Open tfriedel opened 1 year ago
Awesome, I was thinking of something similar, around a meta-model which attempted to understand which solution is correct.
For example, on yesterday's solution it mostly generated two answers — 1619 & 1623, because of the off-by-4 error that many humans made.
1623 was correct, but it submitted 1619 at first since that was slightly more popular.

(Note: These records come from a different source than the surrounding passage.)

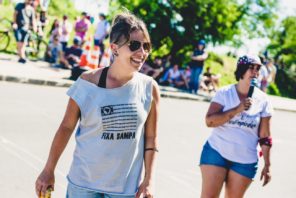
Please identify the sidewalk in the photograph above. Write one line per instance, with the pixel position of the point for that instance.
(41, 73)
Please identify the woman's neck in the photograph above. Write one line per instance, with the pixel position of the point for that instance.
(118, 72)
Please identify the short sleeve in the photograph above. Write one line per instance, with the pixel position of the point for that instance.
(79, 93)
(267, 110)
(219, 98)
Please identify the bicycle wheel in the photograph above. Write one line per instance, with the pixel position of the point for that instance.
(41, 49)
(5, 24)
(4, 41)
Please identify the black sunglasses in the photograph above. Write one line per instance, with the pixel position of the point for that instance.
(252, 67)
(135, 45)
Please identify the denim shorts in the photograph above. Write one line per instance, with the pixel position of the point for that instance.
(210, 156)
(77, 192)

If we had a question of "which of these two solutions is correct", giving it the python from each of the groups that generated the respective results, would it have been able to tell which was correct? Or, as you suggest, give it an answer we know is wrong and ask it to correct itself?
One implementation issue — there's no ChatGPT API, only one for the older, davinci model. So a) people should explore ChatGPT manually, and b) it may still be possible with the davinci model. I'd be very interested to see any approaches there (I probably won't get to it myself in the next couple of days but may have some time at the weekend — an opportunity to leapfrog me on the leaderboard for anyone keen!)
There are paper about this CoT (Chain of Thought) procedure, i.e. telling it to solve something step by step, which gives better results. I think Andrej Karpathy hit the nail on the head with this tweet:
The deepest unintuitive disconnect w.r.t. psychology of ChatGPT is that it doesn't get "time to think". It has a small, fixed amount of thought for each output token. A bit like human forced to speak very fast. Asking them to produce more text is giving them more time to think.
So this approach of letting it look over it's result again and try to find errors and fix them is kind of giving it more time to think. Not all prompts work equally well. I noticed just asking "are there any errors?" doesn't work nearly as good as "find all the errors" (i.e. giving it already the assumption there will be some).
For your example letting it rank solutions by highest chance of working could work, but no way of knowing until we try!
Have you tried getting it to do print debugging?
https://gist.github.com/geoffreylitt/6094cdb1efdb990af3da717d7d634065
That's a very good idea @wodin ! Thanks for the link, super interesting.
One inconvenient implementation detail re what's possible now — the GPT model with an API has a ~4000 token limit, which we're already hitting up against with the longer puzzles. ChatGPT (which doesn't have an API) is optimized for longer conversations, so doesn't have a strict limit.
So it might be difficult to implement something like this for this year — we'd have to find a way of telling it to not print too many debug messages...
FWIW I've been finding in the past few days that the davinci model has been really struggling (maybe good news for humans!). It does well in past years, including well past the current day. But either it had knowledge of those solutions from its training, or there has been successful puzzle adjustment to account for AI.
The bot is having some trouble with this one 😂
This one seems a bit like a CAPTCHA, so maybe they did do that to thwart bots.
When using ChatGPT to solve today's solution it's first attempt was buggy.
I then responded with: "Sorry, this is incorrect. Can you find the errors in your solution?"
It found and fixed the bugs. It may be better to use a multi step approach rather than starting from scratch every time.